If all the stars align correctly, look for the Chamber Music Society of Palm Beach, which now mounts its programs at Mar-a-Lago, to add The Breakers as a concert venue next season.
The executive director of the society, Michael Finn, said wants to add three concerts at the landmark resort for the 2015-16 season if he can get approval from the society’s board to do it.
Although the current model for the society — elite players in an intimate room, preceded by a cocktail reception — worked well in the initial year, Finn would like to make the society’s presentations somewhat less exclusive.

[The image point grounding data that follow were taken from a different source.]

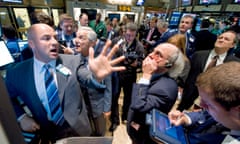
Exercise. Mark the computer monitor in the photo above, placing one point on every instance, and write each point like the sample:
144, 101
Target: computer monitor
22, 45
161, 130
174, 19
5, 56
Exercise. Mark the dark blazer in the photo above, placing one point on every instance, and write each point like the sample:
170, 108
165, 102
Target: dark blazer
160, 94
20, 83
204, 40
198, 62
155, 35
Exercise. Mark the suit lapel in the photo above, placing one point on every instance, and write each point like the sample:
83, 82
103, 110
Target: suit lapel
31, 88
62, 81
204, 59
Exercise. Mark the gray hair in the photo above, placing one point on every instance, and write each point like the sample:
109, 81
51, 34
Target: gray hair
92, 36
177, 61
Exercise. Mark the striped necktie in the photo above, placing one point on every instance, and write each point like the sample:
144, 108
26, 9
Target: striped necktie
52, 94
213, 62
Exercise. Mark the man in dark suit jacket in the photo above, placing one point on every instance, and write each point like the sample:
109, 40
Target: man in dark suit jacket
204, 38
156, 89
28, 86
200, 61
219, 89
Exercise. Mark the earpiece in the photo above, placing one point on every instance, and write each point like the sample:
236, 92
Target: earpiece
168, 65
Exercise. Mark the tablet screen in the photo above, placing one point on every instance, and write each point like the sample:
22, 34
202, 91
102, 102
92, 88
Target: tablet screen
5, 55
163, 131
22, 45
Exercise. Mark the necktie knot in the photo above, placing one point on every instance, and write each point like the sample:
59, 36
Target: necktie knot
213, 62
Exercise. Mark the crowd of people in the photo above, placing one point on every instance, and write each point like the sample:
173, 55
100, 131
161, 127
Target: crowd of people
73, 77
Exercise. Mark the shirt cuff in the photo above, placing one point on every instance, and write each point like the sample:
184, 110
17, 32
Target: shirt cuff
144, 81
189, 120
21, 117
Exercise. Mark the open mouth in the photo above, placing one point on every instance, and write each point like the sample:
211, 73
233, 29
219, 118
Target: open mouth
53, 50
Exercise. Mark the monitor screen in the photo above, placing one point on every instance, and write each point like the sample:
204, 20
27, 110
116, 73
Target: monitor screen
162, 130
203, 2
22, 45
113, 15
174, 19
236, 1
5, 55
140, 2
90, 12
198, 24
186, 2
13, 1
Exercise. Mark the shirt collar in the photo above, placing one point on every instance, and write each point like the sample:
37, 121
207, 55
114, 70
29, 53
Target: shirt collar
40, 65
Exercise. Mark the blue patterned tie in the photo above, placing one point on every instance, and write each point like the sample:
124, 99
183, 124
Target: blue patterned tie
52, 94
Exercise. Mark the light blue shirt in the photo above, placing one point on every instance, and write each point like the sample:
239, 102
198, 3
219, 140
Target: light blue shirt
39, 71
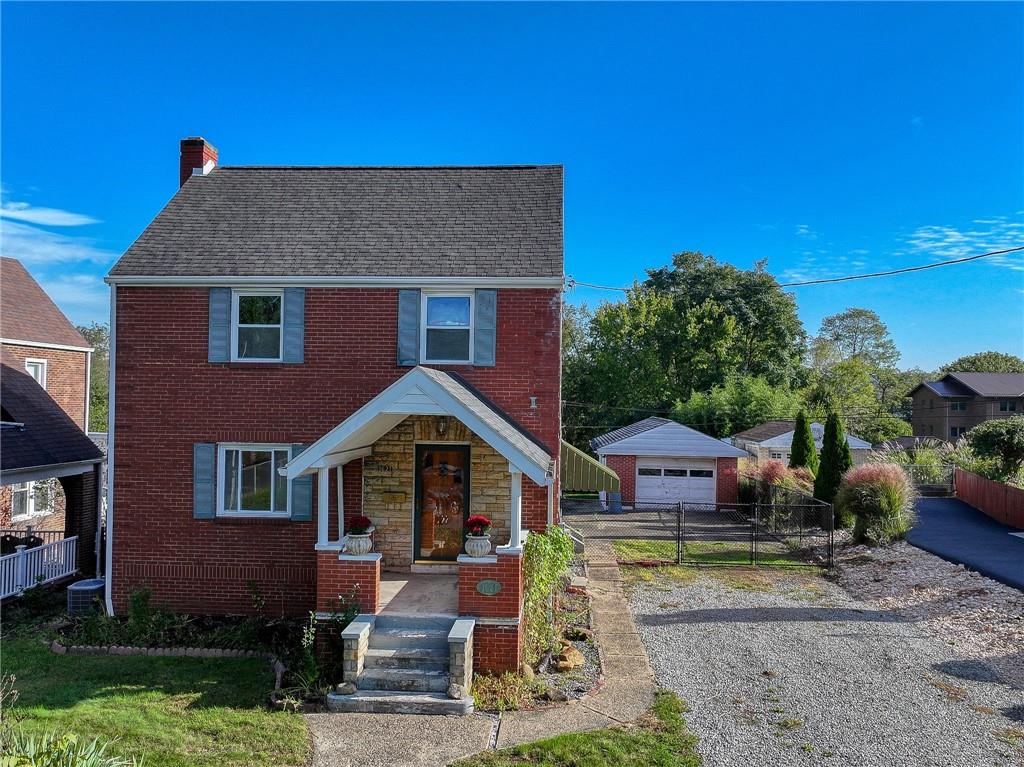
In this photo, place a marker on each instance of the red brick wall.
(727, 480)
(626, 467)
(168, 396)
(65, 377)
(346, 578)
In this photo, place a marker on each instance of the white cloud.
(33, 246)
(806, 232)
(43, 216)
(942, 243)
(84, 298)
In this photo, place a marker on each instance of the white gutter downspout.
(112, 388)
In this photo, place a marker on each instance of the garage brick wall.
(626, 467)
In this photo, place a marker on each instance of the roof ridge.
(523, 166)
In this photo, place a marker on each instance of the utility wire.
(572, 283)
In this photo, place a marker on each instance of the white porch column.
(516, 522)
(341, 502)
(323, 505)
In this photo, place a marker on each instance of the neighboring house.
(772, 440)
(38, 339)
(294, 346)
(41, 445)
(659, 461)
(952, 406)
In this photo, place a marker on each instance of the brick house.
(38, 339)
(292, 347)
(659, 461)
(949, 408)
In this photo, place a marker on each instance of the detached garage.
(660, 461)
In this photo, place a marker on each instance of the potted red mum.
(477, 536)
(359, 529)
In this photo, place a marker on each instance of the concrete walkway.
(409, 740)
(961, 534)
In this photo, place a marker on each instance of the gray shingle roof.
(46, 435)
(355, 221)
(628, 431)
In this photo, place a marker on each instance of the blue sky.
(829, 138)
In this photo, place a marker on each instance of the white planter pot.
(357, 545)
(477, 546)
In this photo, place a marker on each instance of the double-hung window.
(250, 483)
(23, 502)
(256, 326)
(37, 369)
(446, 332)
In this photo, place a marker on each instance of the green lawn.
(708, 552)
(178, 712)
(658, 739)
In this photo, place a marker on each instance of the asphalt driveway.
(957, 533)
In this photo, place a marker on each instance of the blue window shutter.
(220, 325)
(294, 315)
(302, 493)
(484, 327)
(204, 482)
(409, 327)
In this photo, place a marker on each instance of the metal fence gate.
(774, 534)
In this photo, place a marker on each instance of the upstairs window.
(250, 483)
(256, 326)
(37, 369)
(448, 328)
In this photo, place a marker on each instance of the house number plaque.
(488, 588)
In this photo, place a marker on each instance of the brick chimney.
(198, 157)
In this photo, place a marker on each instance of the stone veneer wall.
(388, 485)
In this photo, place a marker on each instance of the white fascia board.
(376, 418)
(242, 281)
(42, 345)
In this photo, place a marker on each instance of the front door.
(441, 501)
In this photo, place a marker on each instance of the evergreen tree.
(836, 459)
(803, 452)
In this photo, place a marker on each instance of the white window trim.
(424, 327)
(221, 480)
(30, 506)
(236, 295)
(44, 364)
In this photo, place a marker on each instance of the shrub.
(478, 525)
(878, 500)
(545, 560)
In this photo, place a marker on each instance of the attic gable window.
(446, 335)
(256, 326)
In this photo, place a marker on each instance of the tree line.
(722, 349)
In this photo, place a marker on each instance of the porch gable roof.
(422, 391)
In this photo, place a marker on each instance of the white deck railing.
(27, 567)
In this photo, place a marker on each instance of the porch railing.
(43, 564)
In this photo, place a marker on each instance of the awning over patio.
(581, 473)
(424, 391)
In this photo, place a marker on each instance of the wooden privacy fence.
(41, 564)
(1001, 502)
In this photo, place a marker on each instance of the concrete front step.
(425, 659)
(406, 680)
(409, 638)
(388, 701)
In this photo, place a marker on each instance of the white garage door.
(672, 479)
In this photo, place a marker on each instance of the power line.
(572, 283)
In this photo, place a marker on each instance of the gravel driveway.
(786, 669)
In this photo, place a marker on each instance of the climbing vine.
(546, 559)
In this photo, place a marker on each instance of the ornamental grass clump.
(878, 500)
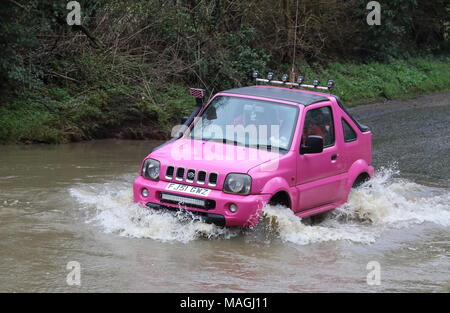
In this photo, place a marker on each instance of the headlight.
(238, 183)
(151, 169)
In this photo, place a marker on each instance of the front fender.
(357, 168)
(277, 184)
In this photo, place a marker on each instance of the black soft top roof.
(279, 94)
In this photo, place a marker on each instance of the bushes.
(124, 72)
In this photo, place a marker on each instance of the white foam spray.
(384, 202)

“I want to get it out there, I want people to come,” Finn said last month, adding that he’s rebranded the series as Great Performers: Palm Beach to encourage attendance from people put off by the idea of chamber music. “Because right now, unless you’re a member of our society or a member of Mar-a-Lago, or you have very deep pockets, you’re basically prohibited. Because even to walk in the door, it’s 150 bucks.
“That’s like going out in New York. But you basically get a New York concert in Palm Beach,” he said. “My personal feeling is I’d rather have it be more at lower cost, but right now, it’s not the way we’re structured.”

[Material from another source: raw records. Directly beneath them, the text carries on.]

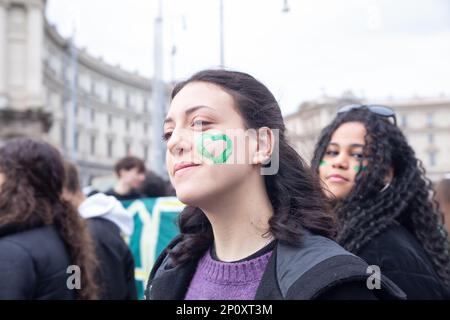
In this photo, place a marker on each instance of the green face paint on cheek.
(223, 157)
(360, 168)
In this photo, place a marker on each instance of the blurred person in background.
(153, 186)
(130, 173)
(41, 235)
(244, 234)
(382, 200)
(443, 197)
(107, 221)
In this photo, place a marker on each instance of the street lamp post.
(158, 95)
(222, 40)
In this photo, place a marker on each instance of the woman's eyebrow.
(189, 112)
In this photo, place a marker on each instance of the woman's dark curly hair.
(30, 197)
(409, 200)
(294, 191)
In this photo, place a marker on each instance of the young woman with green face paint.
(244, 235)
(382, 200)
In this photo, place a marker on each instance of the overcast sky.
(375, 48)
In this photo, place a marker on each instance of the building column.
(3, 51)
(35, 54)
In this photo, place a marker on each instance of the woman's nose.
(178, 142)
(340, 162)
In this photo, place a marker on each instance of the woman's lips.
(337, 178)
(181, 168)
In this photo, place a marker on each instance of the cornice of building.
(97, 65)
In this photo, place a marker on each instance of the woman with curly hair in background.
(40, 234)
(383, 201)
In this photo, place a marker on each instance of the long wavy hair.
(30, 197)
(294, 191)
(409, 200)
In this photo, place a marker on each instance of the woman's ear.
(389, 176)
(265, 146)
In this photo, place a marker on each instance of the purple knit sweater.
(215, 280)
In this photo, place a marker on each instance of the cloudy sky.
(375, 48)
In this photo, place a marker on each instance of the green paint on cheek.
(220, 159)
(360, 168)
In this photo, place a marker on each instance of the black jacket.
(318, 269)
(132, 195)
(116, 261)
(33, 264)
(403, 260)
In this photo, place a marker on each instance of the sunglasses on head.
(374, 108)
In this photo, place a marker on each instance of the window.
(429, 120)
(63, 135)
(110, 95)
(93, 140)
(145, 128)
(404, 120)
(76, 141)
(145, 153)
(432, 158)
(127, 100)
(93, 87)
(145, 105)
(92, 115)
(110, 148)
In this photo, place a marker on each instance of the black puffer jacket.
(116, 261)
(403, 260)
(317, 269)
(33, 264)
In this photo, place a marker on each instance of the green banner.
(154, 227)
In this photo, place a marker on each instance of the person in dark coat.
(45, 248)
(382, 200)
(130, 173)
(257, 224)
(108, 221)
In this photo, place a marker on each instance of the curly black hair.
(294, 191)
(409, 200)
(30, 198)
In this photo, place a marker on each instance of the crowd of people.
(305, 231)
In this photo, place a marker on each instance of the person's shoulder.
(320, 264)
(396, 249)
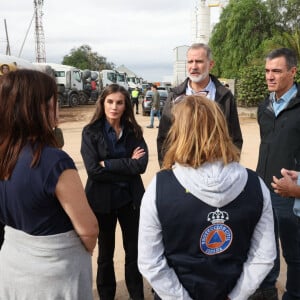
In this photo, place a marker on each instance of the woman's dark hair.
(26, 116)
(128, 115)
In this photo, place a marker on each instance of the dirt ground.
(72, 121)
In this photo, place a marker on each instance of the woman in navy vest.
(50, 229)
(206, 225)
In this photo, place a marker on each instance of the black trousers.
(1, 234)
(128, 218)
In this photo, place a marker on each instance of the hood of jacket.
(213, 183)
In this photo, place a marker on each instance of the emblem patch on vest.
(217, 237)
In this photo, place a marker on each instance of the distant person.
(206, 227)
(199, 64)
(155, 106)
(4, 69)
(115, 155)
(50, 229)
(135, 99)
(279, 123)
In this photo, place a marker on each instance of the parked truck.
(92, 86)
(69, 83)
(14, 63)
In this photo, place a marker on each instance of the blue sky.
(139, 34)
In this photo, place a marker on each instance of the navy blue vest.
(206, 246)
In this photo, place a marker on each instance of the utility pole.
(40, 53)
(7, 40)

Finn, a bassoonist whose playing credits include the Orpheus Chamber Orchestra and the Metropolitan Opera Orchestra, said the three concerts at The Breakers would likely include duo-pianists Anderson and Roe, a performer from roster of the venerable Young Concert Artists, and a “name” performer for the third concert.
“The audience in Palm Beach is finite, so we’re looking to go to The Breakers, but we’re also looking in the summer to start in the Hamptons, and Tuxedo Park … and we’re actually also looking at France, because my roster can go anywhere,” he said.

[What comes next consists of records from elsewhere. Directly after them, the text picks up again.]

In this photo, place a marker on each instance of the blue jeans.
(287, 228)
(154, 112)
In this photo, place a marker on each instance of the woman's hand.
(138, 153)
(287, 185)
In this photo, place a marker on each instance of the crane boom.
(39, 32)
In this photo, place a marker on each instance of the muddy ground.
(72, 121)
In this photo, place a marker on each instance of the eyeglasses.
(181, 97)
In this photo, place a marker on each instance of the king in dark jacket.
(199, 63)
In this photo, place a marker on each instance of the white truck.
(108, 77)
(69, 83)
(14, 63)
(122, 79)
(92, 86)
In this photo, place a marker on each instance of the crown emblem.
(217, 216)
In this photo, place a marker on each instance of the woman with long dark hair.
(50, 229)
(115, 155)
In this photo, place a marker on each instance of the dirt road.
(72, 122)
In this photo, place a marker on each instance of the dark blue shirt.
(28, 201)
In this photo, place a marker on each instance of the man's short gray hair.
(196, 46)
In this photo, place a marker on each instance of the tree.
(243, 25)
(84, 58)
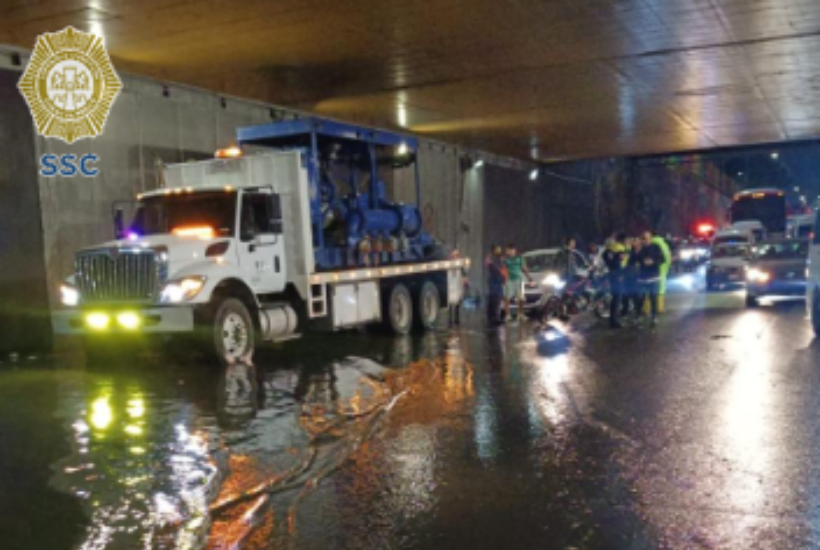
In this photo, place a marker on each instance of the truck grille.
(118, 275)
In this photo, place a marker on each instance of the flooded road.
(701, 434)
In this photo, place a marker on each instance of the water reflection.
(159, 460)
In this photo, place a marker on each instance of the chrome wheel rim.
(234, 335)
(430, 304)
(401, 311)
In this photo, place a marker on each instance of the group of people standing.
(637, 270)
(506, 271)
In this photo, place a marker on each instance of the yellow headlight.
(129, 320)
(97, 320)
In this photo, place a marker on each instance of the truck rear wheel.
(398, 310)
(234, 331)
(428, 306)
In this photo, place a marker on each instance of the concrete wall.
(24, 313)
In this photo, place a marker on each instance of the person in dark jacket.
(632, 291)
(615, 258)
(651, 259)
(495, 285)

The society was founded by Finn, former executive director of the Palm Beach Symphony, and Vicki Kellogg, a veteran Los Angeles session musician, and debuted last season. Its second season opened in November with pianist Peter Dugan and cellist Sean Lee, and continues Feb. 10 with a performance by the Fairmont Trio, in music by Schubert and Dvořák.
Membership in the society has expanded to more than 100 people, Finn said last month. Concerts are intermissionless and about 80 minutes long, and even with just one season under its belt, the audience already has matured.
“It started out as a society audience, and friends of friends,” he said. “Last year, it was all about the cocktail party. People said, ‘You should have longer cocktails and shorter concerts.’
“But this year, we’re recording everything for American Public Media, and Classical South Florida has agreed to broadcast a complete concert if we can raise the money to do it. So now we have microphones in the room,” he said, which keeps the audiences from bringing their drinks with them to the program.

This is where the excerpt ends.